Susan Arendt said:
boeingguy787 said:
Seriously, guys? NOBODY believes in second chances? I thought that the justice system was designed to rehabilitate people, and Vick seems to be rehabilitated (unlike countless others who have not changed their ways).
He got his second chance - he's still playing professional football and getting paid obscene amounts of money for it. He's been given the opportunity to make a living off his athletic prowess. Anything other than that? He was a millionaire who got his jollies torturing and killing innocent animals. He can die in a damn fire.
Ah, it's so easy to judge with contempt, ennit? There's nothing in his life at all that could possibly have led him-and by possible extension, you-down such a road that put things that were previously untenable suddenly considerable.
That said; boeingguy, if you believe the justice system is set up to rehabilitate people, you are sadly mistaken about what jail/prisons do to people and what 99% of prisoners have to deal with after serving time. Their lives are wrecked and because there is no place for them in the US culture, they frequently go back to crime.
Dastardly said:
I'm with you on this, but I do want to throw in an alternate reasoning:
It's okay to ask us to forgive Vick. It's okay to ask that we believe in redemption, and to open ourselves up to the possibility that we are also capable of all evil things if the world were to just catch us on a bad day. It's okay to point out the fact that he's "done his time" and is trying to get his act together. All of that is okay, and I agree.
However.
Forgiving someone, or believing they have redeemed themselves, does not mean forestalling the logical consequences of those actions. It is not wrong, unforgiving, or uncharitable to vehemently want to deny Vick this spot. He paid his legal debt to society, and that's fine. It means he cannot be punished again, but refusing to honor something is not the same as punishment.
If someone robs me and gunpoint, goes to jail, gets out, and then comes to see me for forgiveness, I might choose to use that opportunity to forgive them. I'd let them know that I didn't like what they did, and I'd stop wishing horrible things to happen to them. I'd let them know I really do hope they go on to make better choices.

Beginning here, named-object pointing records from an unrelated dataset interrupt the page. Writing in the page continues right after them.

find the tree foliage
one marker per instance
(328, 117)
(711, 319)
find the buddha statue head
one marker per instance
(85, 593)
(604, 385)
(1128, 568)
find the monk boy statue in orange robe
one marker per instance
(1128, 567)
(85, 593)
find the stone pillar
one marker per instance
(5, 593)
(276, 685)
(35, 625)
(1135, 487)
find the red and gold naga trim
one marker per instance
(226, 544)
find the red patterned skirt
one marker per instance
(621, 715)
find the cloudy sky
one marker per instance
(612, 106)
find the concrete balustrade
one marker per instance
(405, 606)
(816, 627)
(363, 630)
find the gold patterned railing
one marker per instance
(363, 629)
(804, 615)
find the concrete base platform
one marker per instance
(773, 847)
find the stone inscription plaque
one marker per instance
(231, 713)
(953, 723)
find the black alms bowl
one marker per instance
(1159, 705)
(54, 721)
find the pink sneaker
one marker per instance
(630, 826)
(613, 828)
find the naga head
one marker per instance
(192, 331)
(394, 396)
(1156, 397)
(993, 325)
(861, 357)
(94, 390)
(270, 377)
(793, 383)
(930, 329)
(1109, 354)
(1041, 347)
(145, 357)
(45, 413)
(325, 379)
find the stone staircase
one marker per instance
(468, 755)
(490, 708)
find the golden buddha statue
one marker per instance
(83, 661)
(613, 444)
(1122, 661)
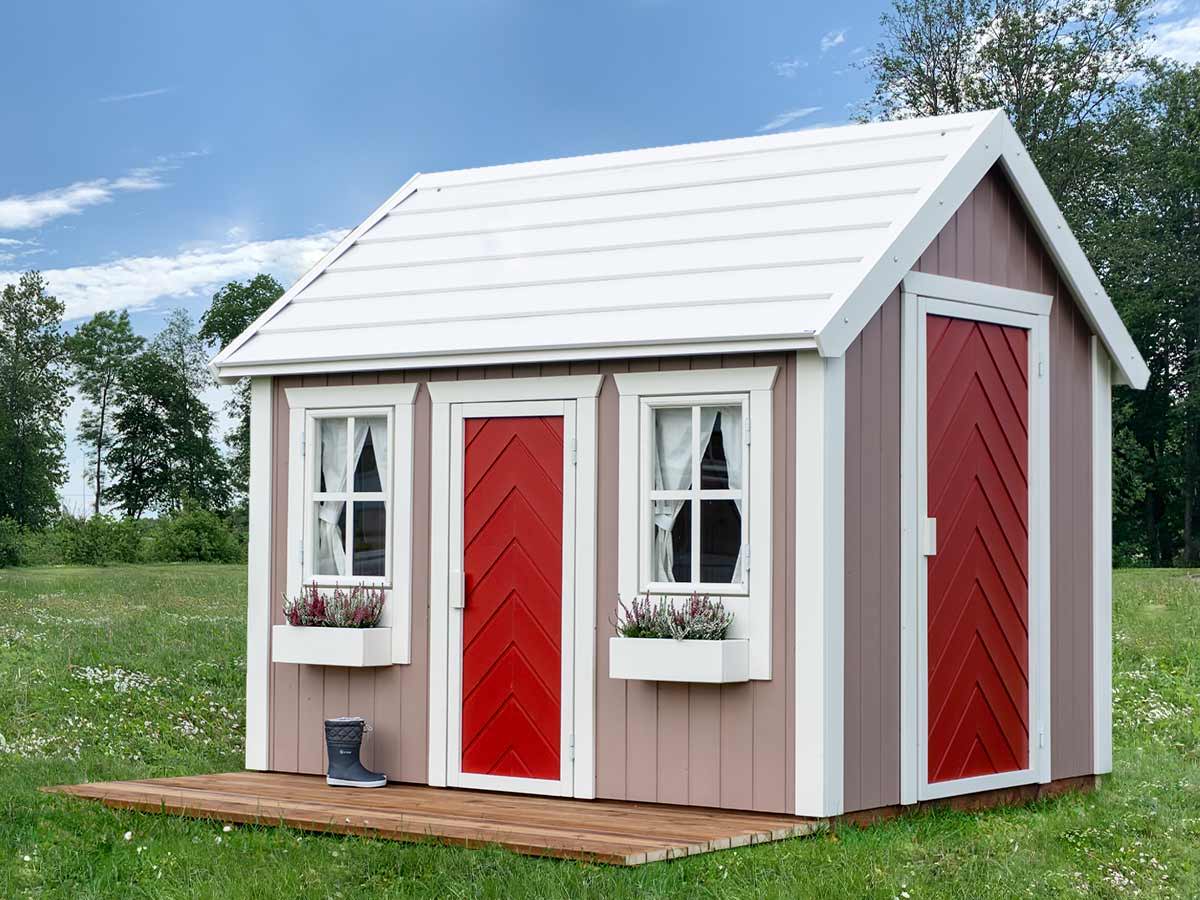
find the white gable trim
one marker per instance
(996, 142)
(310, 276)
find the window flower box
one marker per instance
(322, 646)
(665, 659)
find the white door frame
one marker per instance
(924, 295)
(574, 397)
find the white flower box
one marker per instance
(654, 659)
(317, 646)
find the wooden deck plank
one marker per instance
(599, 831)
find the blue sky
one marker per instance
(156, 150)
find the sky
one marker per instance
(155, 151)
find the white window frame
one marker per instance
(306, 407)
(641, 393)
(694, 495)
(349, 496)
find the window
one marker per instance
(696, 501)
(351, 495)
(348, 498)
(695, 493)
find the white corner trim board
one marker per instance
(258, 579)
(750, 387)
(1102, 558)
(820, 555)
(396, 401)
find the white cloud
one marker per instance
(1179, 40)
(139, 281)
(787, 118)
(36, 209)
(137, 95)
(833, 39)
(789, 67)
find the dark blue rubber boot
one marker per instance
(343, 739)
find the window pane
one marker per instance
(331, 460)
(671, 552)
(329, 535)
(370, 454)
(370, 538)
(720, 541)
(672, 449)
(720, 467)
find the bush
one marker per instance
(196, 535)
(12, 544)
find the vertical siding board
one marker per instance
(285, 677)
(852, 737)
(873, 544)
(610, 693)
(889, 557)
(771, 696)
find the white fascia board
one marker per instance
(1102, 559)
(936, 204)
(221, 360)
(1072, 262)
(513, 358)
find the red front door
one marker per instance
(511, 628)
(978, 640)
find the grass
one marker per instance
(137, 672)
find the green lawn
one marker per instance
(135, 672)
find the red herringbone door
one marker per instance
(978, 631)
(511, 627)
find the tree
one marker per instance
(233, 309)
(33, 377)
(198, 471)
(100, 349)
(1056, 67)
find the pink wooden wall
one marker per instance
(673, 743)
(989, 239)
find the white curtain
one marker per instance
(378, 431)
(731, 438)
(672, 472)
(330, 541)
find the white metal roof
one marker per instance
(784, 240)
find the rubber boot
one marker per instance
(343, 738)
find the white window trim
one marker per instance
(958, 300)
(751, 609)
(395, 400)
(490, 396)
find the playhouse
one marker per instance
(852, 382)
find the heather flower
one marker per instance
(358, 607)
(697, 618)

But forgiving them doesn't mean I have to like them, be "buddies," or ever even speak to them ever again. I certainly don't have to make them best man at my wedding, or keep a picture of them on my desk.
Very much so.
Thing is, Bob isn't forgiving him. There is no forgiveness here; this is him telling us that Vick is a piece of shit who we should all scrape off our shoe and throw into the fire.

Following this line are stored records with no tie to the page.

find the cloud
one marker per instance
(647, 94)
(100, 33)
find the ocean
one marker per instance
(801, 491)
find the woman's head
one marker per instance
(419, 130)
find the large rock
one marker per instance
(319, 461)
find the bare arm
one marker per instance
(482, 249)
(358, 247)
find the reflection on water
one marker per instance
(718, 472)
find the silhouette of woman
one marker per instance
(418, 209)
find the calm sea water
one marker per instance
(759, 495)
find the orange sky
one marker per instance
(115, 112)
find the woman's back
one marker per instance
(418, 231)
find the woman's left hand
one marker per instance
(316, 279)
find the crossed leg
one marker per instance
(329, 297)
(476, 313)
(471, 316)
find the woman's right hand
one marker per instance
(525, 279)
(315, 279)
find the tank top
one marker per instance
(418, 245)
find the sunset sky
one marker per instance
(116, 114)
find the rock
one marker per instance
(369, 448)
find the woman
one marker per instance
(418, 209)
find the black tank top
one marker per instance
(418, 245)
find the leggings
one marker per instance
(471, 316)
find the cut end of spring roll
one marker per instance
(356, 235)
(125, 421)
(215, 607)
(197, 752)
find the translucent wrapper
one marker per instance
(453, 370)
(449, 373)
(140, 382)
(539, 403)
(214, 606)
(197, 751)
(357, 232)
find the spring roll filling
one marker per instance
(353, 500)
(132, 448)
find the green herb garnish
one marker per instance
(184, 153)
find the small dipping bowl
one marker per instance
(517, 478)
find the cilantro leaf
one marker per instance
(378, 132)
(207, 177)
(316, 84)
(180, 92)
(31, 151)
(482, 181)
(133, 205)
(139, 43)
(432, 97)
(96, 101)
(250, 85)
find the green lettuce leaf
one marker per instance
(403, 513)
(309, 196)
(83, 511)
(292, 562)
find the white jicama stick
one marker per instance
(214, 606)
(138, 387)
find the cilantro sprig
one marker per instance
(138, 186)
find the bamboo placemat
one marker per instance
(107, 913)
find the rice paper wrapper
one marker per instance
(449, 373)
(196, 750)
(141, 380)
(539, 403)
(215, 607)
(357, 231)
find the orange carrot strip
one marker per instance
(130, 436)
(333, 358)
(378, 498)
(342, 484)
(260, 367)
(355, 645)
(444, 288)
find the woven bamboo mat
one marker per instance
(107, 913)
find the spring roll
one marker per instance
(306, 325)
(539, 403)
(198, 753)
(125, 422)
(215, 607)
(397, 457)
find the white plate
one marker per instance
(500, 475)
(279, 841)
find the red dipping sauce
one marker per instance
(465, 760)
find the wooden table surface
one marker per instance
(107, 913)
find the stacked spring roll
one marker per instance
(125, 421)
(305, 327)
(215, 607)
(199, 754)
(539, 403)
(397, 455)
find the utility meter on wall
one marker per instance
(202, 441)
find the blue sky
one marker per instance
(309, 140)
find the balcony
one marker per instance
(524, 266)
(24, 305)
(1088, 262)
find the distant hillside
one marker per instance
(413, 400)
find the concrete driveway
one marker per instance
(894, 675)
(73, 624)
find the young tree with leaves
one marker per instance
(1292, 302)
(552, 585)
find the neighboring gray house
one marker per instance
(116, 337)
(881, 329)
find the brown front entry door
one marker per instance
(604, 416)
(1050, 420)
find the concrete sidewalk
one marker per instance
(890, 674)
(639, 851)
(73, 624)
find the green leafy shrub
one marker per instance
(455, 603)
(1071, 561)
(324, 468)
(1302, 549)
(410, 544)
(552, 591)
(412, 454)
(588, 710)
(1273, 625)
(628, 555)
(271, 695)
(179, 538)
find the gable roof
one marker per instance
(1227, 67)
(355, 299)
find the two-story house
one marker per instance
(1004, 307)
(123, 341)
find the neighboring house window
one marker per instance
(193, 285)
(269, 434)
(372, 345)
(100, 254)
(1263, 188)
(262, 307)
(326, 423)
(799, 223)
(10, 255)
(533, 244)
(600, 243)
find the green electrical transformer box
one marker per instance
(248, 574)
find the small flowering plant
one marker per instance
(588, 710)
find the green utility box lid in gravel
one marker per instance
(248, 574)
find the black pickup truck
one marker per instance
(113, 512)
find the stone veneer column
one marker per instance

And it's OK because fuck it, he's just a Football Player. Not like he's a surgeon, physicist, cop or someone useful.
Which means, right there, that he's absolutely willing to judge the value of a life based on your occupation. Not on what you do, not on how you behave, not on anything but your occupation. Because as we all know-cops, surgeons and physicists never did anything wrong. Unless you want to count little things like LA/NY PD corruption, the Tuskagee airmen, or Manhattan Project (admittedly a more questionable event to include here but Oppenheimer was haunted forever by it.)
Fast food employees? Better never fuck up or do any kind of wrong.
Now, I'm not saying that Bob is being a hypocrite, nor am I saying that I hope Vick gets the cover (I don't, I hope he's humiliated from it) or that we all don't have nuances or evil deeds that make us complex people.
I'm just saying; it's one thing to, as Dastardly points out, hope he doesn't get it because Vick behaved in a terrible manner and doesn't seem to be a better person for his punishment, and another to hold a grudge against someone for their/your life and insist that plagues of locusts follow them.
The fear that we all ought to have of evil, is that it is done by one of us. Not them. Us.
That's why we should resist evil and forgive, but it's also why we should remember and account for what was done.